Apache Kylin™ Technical Blog

RAW measure in Apache Kylin

Introduction

RAW measure function is use to query the detail data on the measure column in Kylin.

Example data:

DT SITE_ID SELLER_ID ITEM_COUNT
2016-05-01 0 SELLER-001 100
2016-05-01 0 SELLER-002 200
2016-05-02 1 SELLER-003 300
2016-05-02 1 SELLER-004 400
2016-05-03 2 SELLER-005 500

We design the cube desc is the DT,SITE_ID columns as dimensions, and SUM(ITEM_COUNT) as measure.
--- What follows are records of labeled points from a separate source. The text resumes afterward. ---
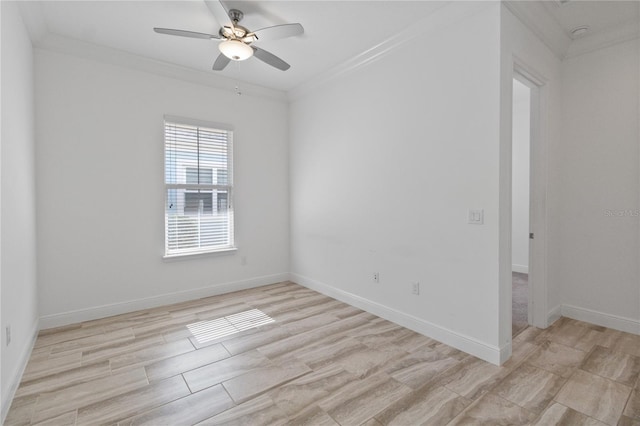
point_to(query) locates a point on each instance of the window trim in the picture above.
(230, 188)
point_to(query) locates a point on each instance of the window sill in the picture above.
(197, 254)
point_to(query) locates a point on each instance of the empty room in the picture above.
(320, 212)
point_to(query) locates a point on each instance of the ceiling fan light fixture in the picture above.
(235, 50)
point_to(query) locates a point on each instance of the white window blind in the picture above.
(198, 187)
So, the base cuboid data will like this:

Rowkey of base cuboid SUM(ITEM_COUNT)
2016-05-01_0 300
2016-05-02_1 700
2016-05-03_2 500

For the first row in the base cuboid data, Kylin can extract the dimension column values 2016-05-01,0 from the HBase Rowkey, and in the measure cell will store the measure function’s aggregated results 300, we can’t get the raw value 100 and 200 which before the aggregation on the ITEM_COUNT column.

The RAW function is use to make the SQL:

SELECT DT,SITE_ID,ITEM_COUNT FROM FACT_TABLE

to return the correct result:

DT SITE_ID ITEM_COUNT
2016-05-01 0 100
2016-05-01 0 200
2016-05-02 1 300
2016-05-02 1 400
2016-05-03 2 500

How to use

  • Choose the Kylin version 1.5.1+.
  • Like the above case, we can make the DT,SITE_ID as dimensions, and RAW(ITEM_COUNT)as measure.
  • After the cube build, you can use the SQL to query the raw data:
SELECT DT,SITE_ID,ITEM_COUNT FROM FACT_TABLE WHERE SITE_ID = 0

Optimize

The column which define RAW measure will be encoded with dictionary by default. So, you must know you data’s cardinality and distribution characteristics.
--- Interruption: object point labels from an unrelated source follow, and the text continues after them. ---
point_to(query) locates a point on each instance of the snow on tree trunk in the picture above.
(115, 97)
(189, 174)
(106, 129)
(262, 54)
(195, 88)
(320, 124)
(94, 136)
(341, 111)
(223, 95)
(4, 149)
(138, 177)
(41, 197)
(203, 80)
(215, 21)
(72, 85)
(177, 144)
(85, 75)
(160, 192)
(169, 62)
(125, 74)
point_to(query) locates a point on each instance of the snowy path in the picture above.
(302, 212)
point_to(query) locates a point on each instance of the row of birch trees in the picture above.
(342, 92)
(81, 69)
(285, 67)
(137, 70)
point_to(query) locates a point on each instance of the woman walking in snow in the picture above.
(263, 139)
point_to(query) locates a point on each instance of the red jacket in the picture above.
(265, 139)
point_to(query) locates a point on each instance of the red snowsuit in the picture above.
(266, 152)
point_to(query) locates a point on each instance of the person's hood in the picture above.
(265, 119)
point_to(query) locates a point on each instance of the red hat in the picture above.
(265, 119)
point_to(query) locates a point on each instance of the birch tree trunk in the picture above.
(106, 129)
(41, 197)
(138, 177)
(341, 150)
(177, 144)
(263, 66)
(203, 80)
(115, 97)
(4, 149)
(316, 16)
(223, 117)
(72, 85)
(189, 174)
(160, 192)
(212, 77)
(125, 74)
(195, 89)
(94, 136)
  • As far as possible to define the value uniform distribution column to dimensions, this will make the measure cell value size more uniform and avoid data skew.
  • If choose the ultra high cardinality column to define RAW measure, you can try the following to avoid the dictionary build error:
    1. Cut a big segment into several segments, if you were trying to build a large data set at once;
    2. Set kylin.dictionary.max.cardinality in conf/kylin.properties to a bigger value (default is 5000000).

To be improved

  • Now, the maximum storage 1M values of RAW measure in one cuboid. If exceed 1M values, it will throw BufferOverflowException in the cube build. This will be optimized in the later release.
  • Only dimension column can use in WHERE condition, RAW measure column is not support.

Implement

  • Custom one aggregation function RAW implement, the function’s return type depends on the column type.
  • Make the RAW aggregation function to save the column raw data in the base cuboid data.
  • The HBase value cell will store the dictionary id of the raw data to save space.
  • The SQL which contains the RAW measure column will be routed to the base cuboid query.
  • Extract the raw data from base cuboid data with dimension values to assemble into a complete row when query.